J'ai décidé de tester toutes les variétés de café qui sont proposées. Aujourd'hui, c'était cappuccino chantilly. Je me suis assise à ma table préférée, une petite table pas trop éclairée au fond du bar. De là, j'ai vue sur tout le bar. Je peux entendre des bribes de conversations ou observer les passants à travers les grandes baies vitrées. J'essaie d'imaginer où ils vont, ce qu'ils pensent. Pendant un instant, furtif mais parfait, je ne suis plus Marion.

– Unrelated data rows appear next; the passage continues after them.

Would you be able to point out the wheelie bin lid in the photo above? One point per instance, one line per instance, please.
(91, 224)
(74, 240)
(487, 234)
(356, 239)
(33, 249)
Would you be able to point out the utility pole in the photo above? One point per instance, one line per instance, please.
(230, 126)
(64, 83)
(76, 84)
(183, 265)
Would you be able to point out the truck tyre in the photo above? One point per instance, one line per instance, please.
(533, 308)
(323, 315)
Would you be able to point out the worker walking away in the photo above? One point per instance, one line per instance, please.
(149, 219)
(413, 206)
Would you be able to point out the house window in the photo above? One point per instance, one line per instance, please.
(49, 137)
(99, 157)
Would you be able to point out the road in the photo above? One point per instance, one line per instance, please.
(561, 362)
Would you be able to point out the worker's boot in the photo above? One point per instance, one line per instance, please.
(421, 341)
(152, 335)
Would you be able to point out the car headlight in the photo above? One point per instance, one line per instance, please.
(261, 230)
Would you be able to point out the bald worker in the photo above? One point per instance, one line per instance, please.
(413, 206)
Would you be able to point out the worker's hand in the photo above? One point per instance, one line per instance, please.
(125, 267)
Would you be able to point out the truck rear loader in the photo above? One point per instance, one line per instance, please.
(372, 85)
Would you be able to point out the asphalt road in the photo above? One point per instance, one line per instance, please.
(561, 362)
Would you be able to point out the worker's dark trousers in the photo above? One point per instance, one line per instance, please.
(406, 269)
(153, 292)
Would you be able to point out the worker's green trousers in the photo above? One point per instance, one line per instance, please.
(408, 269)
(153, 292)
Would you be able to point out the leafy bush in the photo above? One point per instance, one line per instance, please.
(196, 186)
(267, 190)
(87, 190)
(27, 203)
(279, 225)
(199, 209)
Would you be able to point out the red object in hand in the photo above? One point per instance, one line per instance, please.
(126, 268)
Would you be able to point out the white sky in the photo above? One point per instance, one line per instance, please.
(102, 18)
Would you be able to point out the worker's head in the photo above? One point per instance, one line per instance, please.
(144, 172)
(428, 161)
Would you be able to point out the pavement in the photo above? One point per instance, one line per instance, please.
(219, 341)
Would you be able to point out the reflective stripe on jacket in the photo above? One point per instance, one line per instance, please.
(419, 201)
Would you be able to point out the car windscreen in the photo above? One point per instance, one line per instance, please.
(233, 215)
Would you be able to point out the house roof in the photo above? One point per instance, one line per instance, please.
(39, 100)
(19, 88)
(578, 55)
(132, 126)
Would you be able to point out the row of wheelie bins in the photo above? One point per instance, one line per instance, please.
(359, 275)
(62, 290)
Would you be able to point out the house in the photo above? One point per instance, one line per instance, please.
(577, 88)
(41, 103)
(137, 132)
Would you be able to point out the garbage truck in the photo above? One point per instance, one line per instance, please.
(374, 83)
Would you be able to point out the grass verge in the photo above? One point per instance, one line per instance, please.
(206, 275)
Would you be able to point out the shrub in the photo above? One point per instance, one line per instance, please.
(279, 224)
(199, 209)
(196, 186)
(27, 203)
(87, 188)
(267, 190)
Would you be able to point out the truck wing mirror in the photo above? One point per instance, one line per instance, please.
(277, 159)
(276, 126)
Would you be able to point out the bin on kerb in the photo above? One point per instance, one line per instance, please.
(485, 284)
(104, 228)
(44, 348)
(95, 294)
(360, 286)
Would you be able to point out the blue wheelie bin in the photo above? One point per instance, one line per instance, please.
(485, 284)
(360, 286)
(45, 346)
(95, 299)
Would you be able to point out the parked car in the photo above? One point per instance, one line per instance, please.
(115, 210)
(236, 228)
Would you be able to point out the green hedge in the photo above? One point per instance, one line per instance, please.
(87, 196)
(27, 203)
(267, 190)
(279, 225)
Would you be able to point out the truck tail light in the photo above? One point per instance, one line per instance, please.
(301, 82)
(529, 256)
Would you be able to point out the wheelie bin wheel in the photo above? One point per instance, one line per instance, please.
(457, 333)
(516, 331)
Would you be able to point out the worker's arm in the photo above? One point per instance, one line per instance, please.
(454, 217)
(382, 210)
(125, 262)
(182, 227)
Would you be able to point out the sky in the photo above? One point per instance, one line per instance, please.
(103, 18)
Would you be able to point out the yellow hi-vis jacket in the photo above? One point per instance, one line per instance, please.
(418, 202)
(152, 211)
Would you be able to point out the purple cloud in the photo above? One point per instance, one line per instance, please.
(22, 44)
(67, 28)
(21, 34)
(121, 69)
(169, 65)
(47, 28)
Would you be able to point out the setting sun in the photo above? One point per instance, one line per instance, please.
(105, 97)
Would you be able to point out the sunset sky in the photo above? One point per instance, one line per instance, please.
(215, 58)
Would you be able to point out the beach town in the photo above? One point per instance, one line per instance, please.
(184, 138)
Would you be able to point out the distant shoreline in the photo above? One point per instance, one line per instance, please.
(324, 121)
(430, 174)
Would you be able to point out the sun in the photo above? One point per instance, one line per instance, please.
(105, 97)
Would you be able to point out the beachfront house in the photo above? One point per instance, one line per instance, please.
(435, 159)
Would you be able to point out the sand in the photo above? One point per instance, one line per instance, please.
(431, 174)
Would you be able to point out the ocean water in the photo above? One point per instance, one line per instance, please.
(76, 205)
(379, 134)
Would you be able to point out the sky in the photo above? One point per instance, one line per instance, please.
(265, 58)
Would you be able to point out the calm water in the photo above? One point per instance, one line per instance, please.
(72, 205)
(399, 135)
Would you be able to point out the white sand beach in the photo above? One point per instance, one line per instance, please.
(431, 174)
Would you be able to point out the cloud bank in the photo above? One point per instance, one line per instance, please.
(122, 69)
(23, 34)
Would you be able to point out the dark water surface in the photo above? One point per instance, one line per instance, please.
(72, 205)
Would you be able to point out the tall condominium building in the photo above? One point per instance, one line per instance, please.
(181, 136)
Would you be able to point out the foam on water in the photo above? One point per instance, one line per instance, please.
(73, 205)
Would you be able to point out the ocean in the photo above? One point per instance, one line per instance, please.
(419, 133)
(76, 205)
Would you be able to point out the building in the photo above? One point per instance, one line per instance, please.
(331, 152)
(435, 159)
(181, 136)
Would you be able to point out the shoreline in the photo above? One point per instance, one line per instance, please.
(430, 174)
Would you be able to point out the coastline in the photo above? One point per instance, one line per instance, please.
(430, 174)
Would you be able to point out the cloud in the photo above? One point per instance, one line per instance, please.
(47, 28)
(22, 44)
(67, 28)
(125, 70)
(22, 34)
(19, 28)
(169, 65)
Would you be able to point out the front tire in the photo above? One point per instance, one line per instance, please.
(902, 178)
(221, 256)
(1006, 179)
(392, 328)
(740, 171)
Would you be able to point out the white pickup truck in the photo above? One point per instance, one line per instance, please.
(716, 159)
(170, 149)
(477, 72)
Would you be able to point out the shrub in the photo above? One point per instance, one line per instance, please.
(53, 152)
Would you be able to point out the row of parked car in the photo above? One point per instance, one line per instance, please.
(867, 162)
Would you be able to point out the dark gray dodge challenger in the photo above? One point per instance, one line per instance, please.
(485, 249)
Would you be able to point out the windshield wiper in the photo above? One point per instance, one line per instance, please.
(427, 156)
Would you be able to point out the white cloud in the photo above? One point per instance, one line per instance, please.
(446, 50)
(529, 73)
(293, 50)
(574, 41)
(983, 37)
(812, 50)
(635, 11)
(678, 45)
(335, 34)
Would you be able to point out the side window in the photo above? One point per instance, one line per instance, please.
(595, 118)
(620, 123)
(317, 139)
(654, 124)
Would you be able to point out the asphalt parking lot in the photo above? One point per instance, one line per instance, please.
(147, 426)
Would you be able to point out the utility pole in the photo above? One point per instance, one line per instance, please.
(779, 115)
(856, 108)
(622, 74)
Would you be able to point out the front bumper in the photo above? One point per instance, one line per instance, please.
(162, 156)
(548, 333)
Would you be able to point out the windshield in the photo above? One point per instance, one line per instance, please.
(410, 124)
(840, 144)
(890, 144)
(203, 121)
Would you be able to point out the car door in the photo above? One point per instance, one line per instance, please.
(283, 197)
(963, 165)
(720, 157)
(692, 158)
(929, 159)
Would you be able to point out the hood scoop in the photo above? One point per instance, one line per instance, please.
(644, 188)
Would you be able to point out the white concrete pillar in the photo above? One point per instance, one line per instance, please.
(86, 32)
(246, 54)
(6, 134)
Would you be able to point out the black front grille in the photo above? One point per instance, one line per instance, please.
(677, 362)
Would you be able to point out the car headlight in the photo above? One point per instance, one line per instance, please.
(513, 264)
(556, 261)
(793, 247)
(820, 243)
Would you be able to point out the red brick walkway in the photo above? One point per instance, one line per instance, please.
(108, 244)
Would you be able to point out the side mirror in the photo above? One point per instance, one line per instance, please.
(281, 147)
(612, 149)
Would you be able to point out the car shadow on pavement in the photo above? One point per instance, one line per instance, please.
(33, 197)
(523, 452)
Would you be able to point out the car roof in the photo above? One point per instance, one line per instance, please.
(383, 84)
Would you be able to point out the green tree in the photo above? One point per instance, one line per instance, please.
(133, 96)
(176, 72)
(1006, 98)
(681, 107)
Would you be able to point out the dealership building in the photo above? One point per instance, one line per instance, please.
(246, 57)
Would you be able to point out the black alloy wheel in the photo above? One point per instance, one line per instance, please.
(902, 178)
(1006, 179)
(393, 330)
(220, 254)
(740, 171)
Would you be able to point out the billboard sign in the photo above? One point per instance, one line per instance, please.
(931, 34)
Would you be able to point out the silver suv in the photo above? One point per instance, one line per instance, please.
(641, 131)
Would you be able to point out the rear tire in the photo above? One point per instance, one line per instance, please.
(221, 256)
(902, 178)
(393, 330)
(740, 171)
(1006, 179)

Retour à la maison et retour de l'éternelle question "alors, c'était comment ?". Maman est persuadée que les séances avec le Dr. Roberts ne sont que révélations et confidences sur le vrai sens de la vie. Je suppose qu'elle imagine que j'en ressors grandie et initiée aux mystères de ce monde. Chère maman, la vérité est malheureusement toute autre. Je passe des heures à raconter ma vie et à parler de toutes les petites choses insignifiantes de mon quotidien en essayant d'y chercher du sens, de créer des liens pour savoir ce qui cloche réellement chez moi. Le Dr. Roberts répond la plupart du temps par des généralités effrayantes, "ah oui, c'est un problème que rencontrent beaucoup de filles de ton âge", "je comprends, mais ce n'est qu'une période difficile à passer". Mais je ne t'en veux pas ma petite maman, je sais que tu espères simplement qu'il m'apporte le soutien et l'aide dont j'ai besoin. C'est ce que j'espérais aussi.